This paper shows the first empirical results of eliminating the Global Interpreter Lock (GIL) in a scripting language through Hardware Transactional Memory (HTM) to improve the multi-thread performance of realistic programs.
We proposed a new automatic mechanism to dynamically adjust the transaction lengths on a per-yield-point basis.
Our mechanism chooses a near optimal tradeoff point between the relative overhead of the instructions to begin andend the transactions and the likelihood of transaction conflicts and footprint overflows.
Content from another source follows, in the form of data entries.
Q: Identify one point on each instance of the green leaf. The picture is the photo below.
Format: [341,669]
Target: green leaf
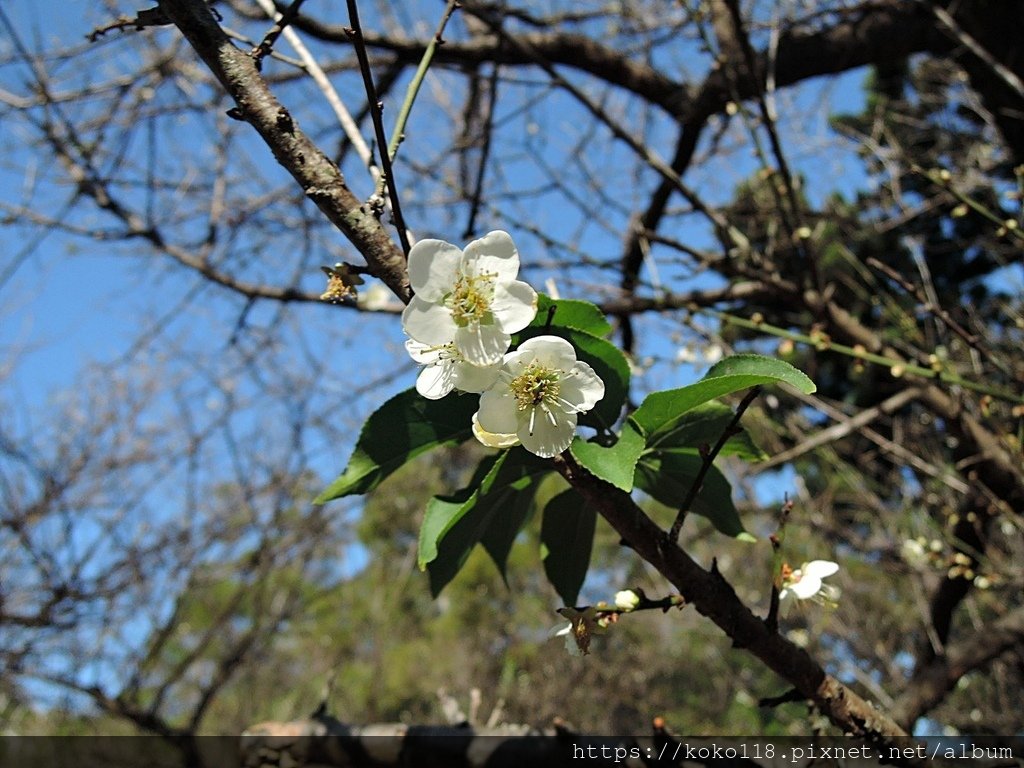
[668,477]
[659,410]
[501,495]
[504,528]
[443,512]
[567,539]
[579,315]
[399,430]
[616,463]
[704,425]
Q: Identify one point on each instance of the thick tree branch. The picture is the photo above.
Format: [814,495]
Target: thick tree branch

We experimented on the HTM facilities in the mainframe processor IBM zEC12 and the Intel 4th Generation Core processor (Xeon E3-1275 v3).
We evaluated the Ruby NAS Parallel Benchmarks (NPB),the WEBrick HTPP server, and Ruby on Rails. Our results show that HTM achieved up to a 4.4-fold speedup in the Ruby NPB, and 1.6-fold and 1.2-fold speedups in WEBrick and Ruby on Rails, respectively. The dynamic transaction-length adjustment chose the best transaction lengths. On Xeon E3-1275 v3, programs need to run long enough to benefit from the dynamic transaction-length adjustment. From all of these results, we concluded that HTM is an effective approach to achieve higher multi-thread performance compared to the GIL.
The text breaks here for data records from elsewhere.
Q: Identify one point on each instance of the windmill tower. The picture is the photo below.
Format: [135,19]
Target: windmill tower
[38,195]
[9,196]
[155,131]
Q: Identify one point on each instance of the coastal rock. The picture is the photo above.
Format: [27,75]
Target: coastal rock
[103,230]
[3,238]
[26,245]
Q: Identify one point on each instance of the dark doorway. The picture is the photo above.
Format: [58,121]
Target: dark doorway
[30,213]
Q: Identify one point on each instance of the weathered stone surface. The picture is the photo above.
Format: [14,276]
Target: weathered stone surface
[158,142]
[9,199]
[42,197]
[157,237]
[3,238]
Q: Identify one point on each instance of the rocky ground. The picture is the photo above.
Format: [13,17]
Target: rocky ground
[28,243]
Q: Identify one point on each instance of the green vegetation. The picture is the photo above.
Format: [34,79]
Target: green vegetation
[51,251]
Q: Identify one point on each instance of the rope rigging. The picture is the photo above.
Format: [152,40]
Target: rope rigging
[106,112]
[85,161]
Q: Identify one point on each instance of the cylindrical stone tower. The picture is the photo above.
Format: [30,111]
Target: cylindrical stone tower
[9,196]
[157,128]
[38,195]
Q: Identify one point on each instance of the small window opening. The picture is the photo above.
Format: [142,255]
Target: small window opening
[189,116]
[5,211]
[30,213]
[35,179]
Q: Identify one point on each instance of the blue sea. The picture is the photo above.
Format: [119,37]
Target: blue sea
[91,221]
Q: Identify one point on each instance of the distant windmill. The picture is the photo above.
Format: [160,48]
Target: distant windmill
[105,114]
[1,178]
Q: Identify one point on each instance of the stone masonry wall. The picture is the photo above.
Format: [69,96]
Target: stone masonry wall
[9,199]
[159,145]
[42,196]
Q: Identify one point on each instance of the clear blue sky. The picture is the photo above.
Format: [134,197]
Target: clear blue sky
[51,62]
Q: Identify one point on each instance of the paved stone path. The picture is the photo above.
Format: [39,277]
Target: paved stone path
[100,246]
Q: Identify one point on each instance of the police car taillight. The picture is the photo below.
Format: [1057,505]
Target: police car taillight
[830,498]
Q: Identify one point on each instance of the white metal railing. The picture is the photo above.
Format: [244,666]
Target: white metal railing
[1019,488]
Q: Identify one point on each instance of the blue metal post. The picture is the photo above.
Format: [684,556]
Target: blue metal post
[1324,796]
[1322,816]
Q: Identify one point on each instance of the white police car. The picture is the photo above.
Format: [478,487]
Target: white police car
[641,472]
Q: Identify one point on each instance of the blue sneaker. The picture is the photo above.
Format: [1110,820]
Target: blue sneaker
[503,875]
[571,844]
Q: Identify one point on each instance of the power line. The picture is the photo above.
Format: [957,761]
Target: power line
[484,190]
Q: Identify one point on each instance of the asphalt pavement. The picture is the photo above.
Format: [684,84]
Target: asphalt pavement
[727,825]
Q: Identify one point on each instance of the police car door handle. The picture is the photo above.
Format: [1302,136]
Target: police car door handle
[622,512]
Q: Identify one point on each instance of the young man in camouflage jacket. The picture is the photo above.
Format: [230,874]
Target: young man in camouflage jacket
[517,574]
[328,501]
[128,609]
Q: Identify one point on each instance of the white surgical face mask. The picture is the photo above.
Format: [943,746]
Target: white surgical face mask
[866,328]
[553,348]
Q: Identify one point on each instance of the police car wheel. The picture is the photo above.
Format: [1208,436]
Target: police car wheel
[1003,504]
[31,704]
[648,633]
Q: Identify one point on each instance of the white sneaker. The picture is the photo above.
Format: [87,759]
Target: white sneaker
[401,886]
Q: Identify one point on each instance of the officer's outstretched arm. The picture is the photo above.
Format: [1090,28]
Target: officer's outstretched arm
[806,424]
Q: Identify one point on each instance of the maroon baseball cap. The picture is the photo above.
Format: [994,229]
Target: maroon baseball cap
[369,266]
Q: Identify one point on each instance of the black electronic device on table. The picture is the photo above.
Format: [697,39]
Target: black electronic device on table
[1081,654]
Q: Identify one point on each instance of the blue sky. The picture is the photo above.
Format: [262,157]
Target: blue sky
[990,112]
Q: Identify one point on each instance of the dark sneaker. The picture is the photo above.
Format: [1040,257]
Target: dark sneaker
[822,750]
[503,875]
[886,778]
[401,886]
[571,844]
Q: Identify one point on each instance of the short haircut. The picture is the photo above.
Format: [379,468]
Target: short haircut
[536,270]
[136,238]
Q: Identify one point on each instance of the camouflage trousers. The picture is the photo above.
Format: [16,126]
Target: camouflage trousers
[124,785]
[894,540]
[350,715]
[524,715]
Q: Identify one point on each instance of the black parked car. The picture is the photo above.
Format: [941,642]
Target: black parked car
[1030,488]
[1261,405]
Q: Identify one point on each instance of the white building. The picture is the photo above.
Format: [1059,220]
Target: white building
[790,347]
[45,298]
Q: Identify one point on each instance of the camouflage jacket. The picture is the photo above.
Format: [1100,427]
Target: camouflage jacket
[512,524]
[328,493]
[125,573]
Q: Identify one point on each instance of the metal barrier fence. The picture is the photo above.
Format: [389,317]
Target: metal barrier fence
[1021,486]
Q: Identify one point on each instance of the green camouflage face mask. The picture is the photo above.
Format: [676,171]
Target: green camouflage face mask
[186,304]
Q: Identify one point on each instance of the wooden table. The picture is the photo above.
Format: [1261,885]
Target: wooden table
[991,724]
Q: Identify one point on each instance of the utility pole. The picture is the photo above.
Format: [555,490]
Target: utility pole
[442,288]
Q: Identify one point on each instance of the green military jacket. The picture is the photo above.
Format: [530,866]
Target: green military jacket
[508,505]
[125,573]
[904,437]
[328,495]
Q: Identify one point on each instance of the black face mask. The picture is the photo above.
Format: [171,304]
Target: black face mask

Our techniques will be effective also in Python, because our GIL elimination and dynamic transaction-length adjustment do not depend on Ruby. Conflict removal can be specific to each implementation. For example, the original Python implementation (CPython) uses reference counting GC, which will cause many conflicts, while PyPy uses copying GC and thus is more suitable for the GIL elimination through HTM.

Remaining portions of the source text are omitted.